Nearly every industry is enamored with generative AI, and fintech is one of the key sectors leading the charge in its adoption. Financial firms can combine generative AI with more established traditional AI capabilities to accelerate an organization’s transformation efforts in a number of key areas, including predictive decision-making, risk assessments, customer engagement, cybersecurity, compliance and more. Yet while generative AI offers great potential, fintech organizations must be strategic in how and where they apply generative AI’s large language models (LLMs) and related technologies in the enterprise.
Four Key Trends
Every organization’s transformation journey will be unique in exactly how and where AI is applied to streamline processes, automate workflows and generate cost savings. That said, here are four key trends that are shaping the AI adoption journey for many firms today:
1. Mixing generative and traditional AI: It’s hard to overstate the excitement around generative AI in an era where ChatGPT, the most well-known generative AI application, quickly set the record for the fastest growing user base in history. But this exuberance can obscure the fact that generative AI must often work in tandem with traditional AI to create the most value. For instance, a bank could use traditional AI to analyze user behavior data and then use the outputs as a basis for generative AI to create personalized content. Or an AIOps platform could incorporate generative AI to customize security alerts and facilitate SOC correspondence. Blending these different types of AI can pay huge dividends for financial firms that contend with sensitive data and strict regulations.
2. More data flexibility and fewer silos: AI has captured the attention of financial services leaders, but it’s easy to forget that AI is nothing in the absence of good data. Without adequate flexibility and access that transcends traditional silos between datasets or vendor ecosystems, the information sources and algorithmic modeling that power generative AI will be limited. A solid data management strategy is the first step to ensure consistent standards for metadata, definitions and data attributes across the IT estate. This must be backed up by the right underlying data architecture, ideally one that accesses data where it resides through a virtualization layer or similar technique that connects all data freely across the enterprise and third-party networks.
3. Embracing private AI: Especially when paired with traditional AI, generative AI delivers more insights and value to the organization than ever before. The caveat is that these insights and value can easily make their way to other companies, even competitors, in an AI ecosystem heavily reliant on third party relationships and vendors. That’s why Private AI solutions will become increasingly important to fintech firms that want to leverage the power of AI without compromising data privacy by inadvertently sharing modeling and algorithm training. Private AI enables firms to train securely on company data, with the resulting models never shared beyond the organization.
4. Remembering the people factor in AI adoption: Putting AI capabilities into action requires addressing the people factor. The overarching goal is to make sure the technological complexities that power AI don’t become a barrier to entry for financial risk managers, investment analysts or other business users who shouldn’t need a PhD in data science to do their jobs. Success involves a two-part recipe of providing accessible platforms that allow for control and customization of AI processes without the need for advanced coding; and then adequate training for users to manage these platforms. The latter should include guidance on search and prompt engineering for better results.

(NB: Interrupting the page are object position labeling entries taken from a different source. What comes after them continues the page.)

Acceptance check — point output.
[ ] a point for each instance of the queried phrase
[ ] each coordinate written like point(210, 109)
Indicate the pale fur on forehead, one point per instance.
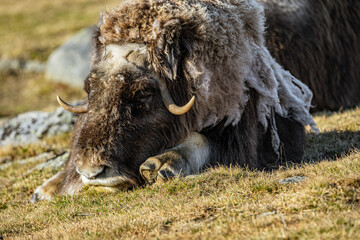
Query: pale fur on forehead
point(113, 57)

Blending AI Innovation with Risk Management for Maximum ROI
The above trends are defining the AI adoption curve today for financial institutions as they seek maximum ROI from new AI-driven efficiencies. The caveat is that, along with the new capabilities must come a substantial risk management effort to ensure security or compliance vulnerabilities aren’t inadvertently created when standing up new AI systems.
While they can dramatically scale operations and transform processes, generative AI platforms that rely on LLMs have been known to introduce AI hallucinations and internet misinformation into their work product. And even traditional AI can magnify risk – including whenever new data streams are accessed without proper authentication safeguards, or in cases where automation is applied to flawed processes, thereby scaling possible instances of non-compliance whenever that automated process takes place. Transformation teams should follow the NIST AI Risk Management Framework to help guide the design, development, use and evaluation of AI products, services and systems.
The stakes for deploying AI effectively and securely in the fintech organization are particularly high in a sector that deals with extremely sensitive PII and financial transactions. The good news is that the payoff for success is also especially high. That’s because given that generative AI’s time-saving capabilities are reducing manual workloads and improving productivity in a sector where salaries tend to be higher, every hour saved magnifies the ROI compared to other industries.